The Esprit de la Rose clip

The pièce de résistance is the Esprit de la Rose ballerina clip, a representation of a dancer viewed from above. The ballerina is playing Gloria, a character from Le Spectre de la rose. Gloria comes home from a ball with a rose that turns into a handsome prince when she falls asleep. As represented by the clip, the dancer’s tutu looks like a rose in bloom, and a gradation of rubies, pink sapphires and diamonds emphasises the waviness and flexibility of the skirt.

Two other highlights of the collection are inspired by Swan Lake. The Cygne Blanc ballerina clip represents Odette, the object of Prince Siegfried’s impossible love, who turns into a swan each day. The clip represents her in a soaring posture, her rose-cut diamond face turned toward the sky. Her tutu is a fan of coral and diamonds, each carefully selected, re-cut and matched to ensure a perfect fit. The Cygne Noir ballerina clip represents Odette’s nemesis, who is rendered in pear-shaped diamonds and baguette-cut black spinels. The spinels, re-cut in situ, make the dancer’s skirt appear to billow around her in graceful folds rather like feathers.

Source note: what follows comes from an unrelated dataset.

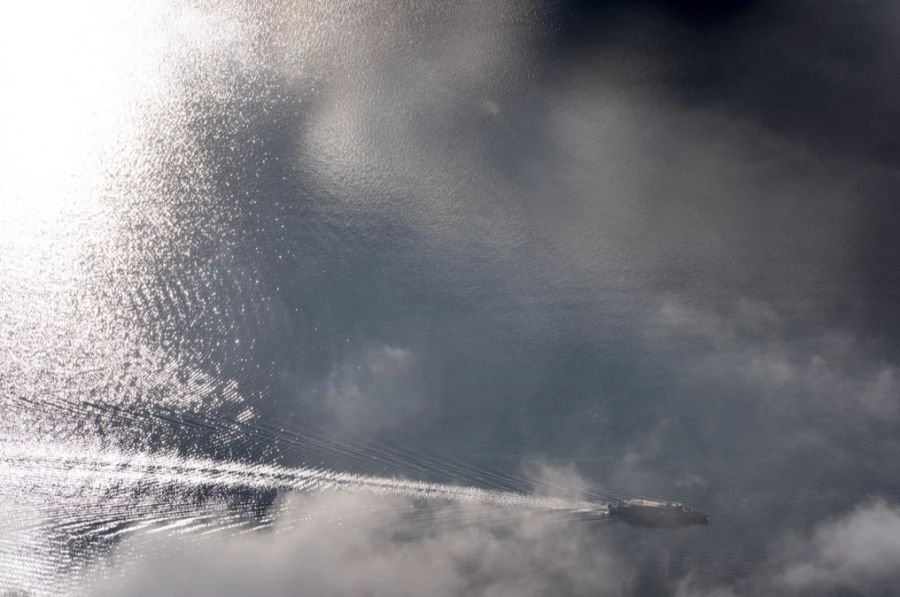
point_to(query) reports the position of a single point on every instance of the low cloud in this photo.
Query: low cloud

The Corps de Ballet necklace

The Ballet Précieux collection also includes rings, earrings, necklaces and bracelets. The Enveloppé earrings represent whirling tutus during the ethereal dance of the sylphs in Les Sylphides with a mesmerising gradation of yellow and pink sapphires and spessartine garnets. The Corps de Ballet necklace represents ballerinas as seen from above, the design referencing a Van Cleef & Arpels necklace made in 1949. The prima donna in the masterpiece is engraved on a clear and opaque Sri Lankan sapphire.

Even stage sets and props are turned into works of art. The Plume Oiseau de Feu clip displays the incandescent colours of the scenery and the costumes of The Firebird. The feather-shaped brooch has a pear-shaped spessartine garnet of 6.4 carats fringed with rows of rubies, yellow and pink sapphires and more spessartine garnets, as though it had a halo of flame. In the Jardin d’Armide clip, the garden setting of Le Pavillon d’Armide is represented by a 26.22-carat black opal hanging from a diamond and pearl tree overlooking an arched bridge made of turquoise. Three baby butterflies of diamonds and emeralds complete the miniature stage set.

The night after Van Cleef & Arpels unveiled its Ballet Précieux collection, the dancers of the International Ballet Gala performed enchantingly, leaping and bounding, sinuous arms outstretched, tutus shining through the darkness in a blur of vivid colours. They danced the Rubies pas de deux and the Diamonds pas de deux from Balanchine’s Jewels, and drew roars of approval with their performance of excerpts from Don Quixote and Onegin. They captivated the audience with part of the modern Spiral Twist, choreographed by Russell Maliphant, and then moved them with parts of Swan Lake and Romeo and Juliet. For two hours, they were the miniature dancers of the Ballet Précieux collection writ large and brought to life.